I am delighted that learning the Yin Prana (the first katas only – though I continue to look for those tantric postures) is not the only time I get to see Yuki. More than any of the Scouts she seems interested in studying with me. Of course Yuki has just begun her own studies as well, so in a way we are students together.

A couple of times a week she comes to the Court, bringing her books. There’s a sadness to her that I know comes from the recent death of her lover, the geisha Kiku-san. She has had to endure the death of her lover twice now. Once when he lover was murdered, then when she passed into the Shadowlands she was slain again by the Empire of Jade.

Sometimes she cries. I’m not sure what to do. I’ve never been good with people, never let myself get close enough to really know someone. Maybe not even Miko and Taka. But I try. I listen to her, and hold her. I don’t tell her not to cry, or not to be sad. Her love for Kiku was passionate and powerful, and that should not be denied, but experienced.

But she is gaining a new strength as well.

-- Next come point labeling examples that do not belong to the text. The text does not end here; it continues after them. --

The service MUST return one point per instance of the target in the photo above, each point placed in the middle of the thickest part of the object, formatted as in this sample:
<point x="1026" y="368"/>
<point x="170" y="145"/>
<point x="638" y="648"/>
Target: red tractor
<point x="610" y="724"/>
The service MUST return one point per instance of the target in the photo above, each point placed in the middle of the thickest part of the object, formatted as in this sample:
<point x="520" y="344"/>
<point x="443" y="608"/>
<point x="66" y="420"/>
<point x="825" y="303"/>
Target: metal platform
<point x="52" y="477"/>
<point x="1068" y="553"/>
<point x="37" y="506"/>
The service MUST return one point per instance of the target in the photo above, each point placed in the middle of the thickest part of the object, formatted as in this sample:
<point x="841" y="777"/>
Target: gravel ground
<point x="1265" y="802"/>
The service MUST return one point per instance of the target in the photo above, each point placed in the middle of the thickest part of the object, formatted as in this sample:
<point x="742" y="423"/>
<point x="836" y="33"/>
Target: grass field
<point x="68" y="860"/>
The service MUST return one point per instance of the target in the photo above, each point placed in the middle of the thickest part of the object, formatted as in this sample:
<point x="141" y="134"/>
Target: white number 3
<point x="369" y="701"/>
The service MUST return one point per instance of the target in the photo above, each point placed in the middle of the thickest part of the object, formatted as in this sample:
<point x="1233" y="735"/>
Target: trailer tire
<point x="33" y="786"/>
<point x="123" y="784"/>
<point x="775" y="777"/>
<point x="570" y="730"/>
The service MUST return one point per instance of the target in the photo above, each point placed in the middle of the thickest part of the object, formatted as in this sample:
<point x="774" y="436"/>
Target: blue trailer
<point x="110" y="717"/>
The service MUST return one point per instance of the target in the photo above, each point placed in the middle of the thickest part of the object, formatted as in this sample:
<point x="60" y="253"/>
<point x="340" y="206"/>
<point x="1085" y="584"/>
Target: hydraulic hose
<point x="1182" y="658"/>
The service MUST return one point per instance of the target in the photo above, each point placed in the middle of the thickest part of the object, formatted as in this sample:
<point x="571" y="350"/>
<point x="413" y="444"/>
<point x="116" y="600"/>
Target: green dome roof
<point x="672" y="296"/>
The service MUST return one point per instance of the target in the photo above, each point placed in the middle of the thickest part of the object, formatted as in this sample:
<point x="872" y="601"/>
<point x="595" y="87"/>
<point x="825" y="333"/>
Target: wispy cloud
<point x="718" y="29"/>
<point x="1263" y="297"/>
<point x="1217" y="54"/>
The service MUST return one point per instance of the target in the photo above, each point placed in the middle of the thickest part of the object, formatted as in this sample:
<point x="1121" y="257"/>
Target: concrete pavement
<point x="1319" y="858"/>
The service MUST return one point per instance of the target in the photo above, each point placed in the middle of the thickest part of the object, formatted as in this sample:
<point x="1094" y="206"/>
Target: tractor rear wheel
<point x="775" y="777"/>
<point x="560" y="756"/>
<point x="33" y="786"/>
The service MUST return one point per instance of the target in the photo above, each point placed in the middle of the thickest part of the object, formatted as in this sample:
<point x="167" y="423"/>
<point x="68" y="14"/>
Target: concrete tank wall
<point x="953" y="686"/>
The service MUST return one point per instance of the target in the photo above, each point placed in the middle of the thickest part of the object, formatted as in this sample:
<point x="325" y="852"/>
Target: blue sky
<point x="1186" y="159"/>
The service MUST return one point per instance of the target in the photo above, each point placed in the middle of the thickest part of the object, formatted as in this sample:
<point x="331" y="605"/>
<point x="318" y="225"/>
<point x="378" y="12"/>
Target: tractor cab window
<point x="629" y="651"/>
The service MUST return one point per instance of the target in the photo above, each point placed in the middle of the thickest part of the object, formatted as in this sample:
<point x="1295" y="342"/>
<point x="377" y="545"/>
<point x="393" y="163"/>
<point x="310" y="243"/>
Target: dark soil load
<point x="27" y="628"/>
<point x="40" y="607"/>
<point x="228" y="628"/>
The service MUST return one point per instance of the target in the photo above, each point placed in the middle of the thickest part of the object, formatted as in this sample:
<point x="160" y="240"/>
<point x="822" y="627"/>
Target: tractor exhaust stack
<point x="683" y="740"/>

Unveiled Mirror Shard discovered that she had reached the limits of enlightenment listening to the Song of Shadows. Not that it is a dead-end path, just that there are lessons there that she can not learn, and that another road is calling to her; the Way of the Resplendent Crane.

Selfishly, perhaps, I’m glad. She is a passionate girl and that trait would have died inside the Black Metal Egg. Now she can pursue her passions in the betterment of herself, society, and creation. Not the path that I walk, but one that seems to suit her better. Yuki, the name she chose for herself means ‘snow,’ but it also means ‘smile.’ I like it.

We each have our studies, Yuki-san with her Crane texts and me with my volumes of Dragon teachings. But often we can share our knowledge, reading and discussing passages from the ki chuan that all dharma’s study. And Yuki seems almost eager to share knowledge all her own. Information and lore about the spirits on the Yin and Yang worlds, the cosmology of the great Wheel, and all the secrets of the shen she has learned. It’s a wealth of knowledge and I benefit from the instruction she received from the Bone Flowers, who know so much about such things.

In return Yuki-san wants to know everything that I do about math, science, and more mundane knowledge. Given the knowledge she holds I am not sure why she finds such things fascinating. When I ask her a silence descends and it is clear that she still remembers enough of the Black Metal Egg to hide her feelings well. But slowly and quietly she tells me about her first breath, how her mother raised her only to pretty and a good servant to a husband, despite her obvious intelligence. She was even removed from school. Now she has a doctor to question, so I do my best to satisfy her craving.

And I find myself subject to cravings of my own. Not that my needs are not satisfied in my training, but my partners in bed are more like sparring partners, even the mortals that I am learning to clumsily seduce. My interest in Zhizu-san as drifted to the background, an acknowledgement of her beauty and my desire, but it is no longer something burning in the fore of my mind. It’s not that Yuki-san is like Miko was. They have their similarities, but no more than any two, smart, women do. But Yuki is an intelligent women, the kind I like best. When we’re studying I feel myself drawn to her, aroused. I have never shared myself this way with anyone before. It is something like the deep camaraderie and respect I have for Flaring Grin. They are my friends.

My attempts to seduce Yuki aren’t as successful as my pass at Flaring Grin-san. She certainly notices, and I make no effort to hide my arousal, but she shows interest only in her studies. I act with confidence and take the risk of seeing to my need right then and there. I’m not entirely surprised that the sight doesn’t make her jump me, but I am surprised that she neither chastises me, nor leaves my presence. Ignoring it is the one response I hadn’t anticipated. Interesting.

I’m not upset that she ignores me, I’m happy to share my schooling and to enjoy the fruits of her knowledge in return. I’m happy to leave the confines of the Court and enjoy the city with the Scouts. I’m happy to be learning, and making myself ready for the Fire and Water test.